My dog's littermate placed 4th in his class at The GR National Specialty. Would my dog have even been able to walk into the room without jumping and mouthing, much less stand still to be judged? No way. I keep having to push my thoughts of comparison out of my head and keep focused on balancing both accepting who my dog is with being proactive to change what I can.

Thank you so much for sharing Lloyd's story. He is a beautiful dog with a wonderful owner.


----------



## DJdogman (Apr 23, 2013)

Anele said:


> My own dog has made progress, and it feels like we are moving ahead-- and then he backtracks and it's hard not to feel discouraged. But I keep telling myself that his brain is so young and immature, and surely he will improve with training and time. Unfortunately, when I made this comment last night in my group training class, that maturity would help, the trainer said in front of the class: "or drugs" and then quickly apologized for that. I am not sure if she was kidding, but it was disappointing that the one thing we have been working so hard on would elicit this flippant reaction from her.

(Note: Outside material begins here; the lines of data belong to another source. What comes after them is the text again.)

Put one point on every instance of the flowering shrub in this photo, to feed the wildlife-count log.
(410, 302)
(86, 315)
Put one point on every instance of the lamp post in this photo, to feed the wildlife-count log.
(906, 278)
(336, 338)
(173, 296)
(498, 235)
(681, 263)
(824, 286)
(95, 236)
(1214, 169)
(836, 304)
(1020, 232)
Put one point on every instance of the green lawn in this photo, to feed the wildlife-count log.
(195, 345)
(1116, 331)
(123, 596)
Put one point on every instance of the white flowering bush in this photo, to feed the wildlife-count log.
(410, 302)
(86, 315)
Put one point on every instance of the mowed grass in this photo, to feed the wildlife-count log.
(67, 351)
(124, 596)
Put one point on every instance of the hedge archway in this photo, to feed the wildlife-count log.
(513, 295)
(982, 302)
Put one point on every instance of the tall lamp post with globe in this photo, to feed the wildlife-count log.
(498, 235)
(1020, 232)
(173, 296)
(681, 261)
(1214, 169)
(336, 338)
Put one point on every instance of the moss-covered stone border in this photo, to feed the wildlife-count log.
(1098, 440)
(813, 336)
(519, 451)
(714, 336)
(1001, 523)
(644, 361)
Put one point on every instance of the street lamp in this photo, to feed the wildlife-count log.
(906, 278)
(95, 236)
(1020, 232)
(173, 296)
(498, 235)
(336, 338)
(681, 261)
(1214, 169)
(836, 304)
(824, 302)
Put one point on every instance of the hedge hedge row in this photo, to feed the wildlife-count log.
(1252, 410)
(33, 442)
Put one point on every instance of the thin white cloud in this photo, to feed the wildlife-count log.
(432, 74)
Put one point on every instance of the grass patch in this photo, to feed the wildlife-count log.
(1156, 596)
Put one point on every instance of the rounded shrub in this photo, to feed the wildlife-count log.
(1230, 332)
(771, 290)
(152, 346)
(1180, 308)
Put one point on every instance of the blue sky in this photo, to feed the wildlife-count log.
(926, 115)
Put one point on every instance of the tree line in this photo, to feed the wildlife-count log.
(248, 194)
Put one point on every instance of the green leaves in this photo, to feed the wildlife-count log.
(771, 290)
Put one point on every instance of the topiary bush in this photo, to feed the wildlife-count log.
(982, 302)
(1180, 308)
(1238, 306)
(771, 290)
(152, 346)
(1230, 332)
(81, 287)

Don't listen to that, you are right, if you see even a small bit of progress then it will keep happening. We spent a fortune on a previous behaviourist who said our boy was "too far gone" and that we needed to medicate him. Turns out he just needed a better trainer with more experience in reactive dogs! Just for some extra reassurance, we saw that behaviourist in January this year... the picture in my signature is at a dog show in August, where we spent hours right next to lots of other dogs and had no issues whatsoever!


----------



## Charliethree (Jul 18, 2010)

One should never discount the healing properties of 'time', accompanied by commitment, compassion, patience, practice and sometimes 'resolve', wonderful things can happen for these dogs. Progress is amazing, no matter how tiny the step, set backs are part of the 'program', part of the learning curve, don't blame yourself, remind yourself that you are not quite 'there' *yet*. Set 'short term' goals, and make 'long term' plans, be realistic, you may need to change those goals or plans, along the way. 

We need to keep in mind, carefully consider, understand that this journey we are travelling is not about us, it is about them. As difficult as it is for us, it is just as, if not more, difficult for them, they are struggling too. Sometimes we need to change our perspectives, alter our dreams and accept that they may have limitations, they may never be able to do the things we wish they could, all those things that 'other' dogs do, and that is 'Okay!' they are amazing the way they are. 

Take a moment to look into your dog's eyes, feel his soul, get a sense of 'who' he is. Make him that promise that he has made to you. 'That no matter what, you will accept him for 'who he is', help him be all he can be, and love him ..... unconditionally.'


----------



## DJdogman (Apr 23, 2013)

^^ this is making my eyes well up!! Brilliantly said.


----------



## Bwilson (Mar 25, 2014)

My Rottweiler changed when I first using the head gentle leader and that tools has worked out really well with him. He changed immediately when I put it on him. He knows it is time to work and what is expected. I think when dealing with issues it is just finding the right tool that works for you both. My golden isn't a fan of it so have switched to a martingale and a short leather lead. When I used the gentle leader and found it working on my boy it helped me be confident which travels down the lead to him great tool if it is working. Have you been asked if it is a muzzle yet?


----------



## Susan: w/ Summit we climb (Jun 12, 2014)

lloyddobler said:


> Over the past week or so, I've been getting Lloyd used to a Gentler Leader head harness. We finally went out in the wild (on the sidewalk) for a brief 15 minute walk last night using the GL. I have to tell you, it seemed like I was walking a different dog. He stayed by my side. He would briefly try to paw at his snout, but would quickly stop and re-focus on walking. We saw a german shepard on the other side of the street. Lloyd paused and looked at the other dog, but didn't lose his cool. In his regular harness, I know he would have immediately started barking and going nutty. I don't think he was entirely comfortable wearing the GL, but I am sure he will get used to it.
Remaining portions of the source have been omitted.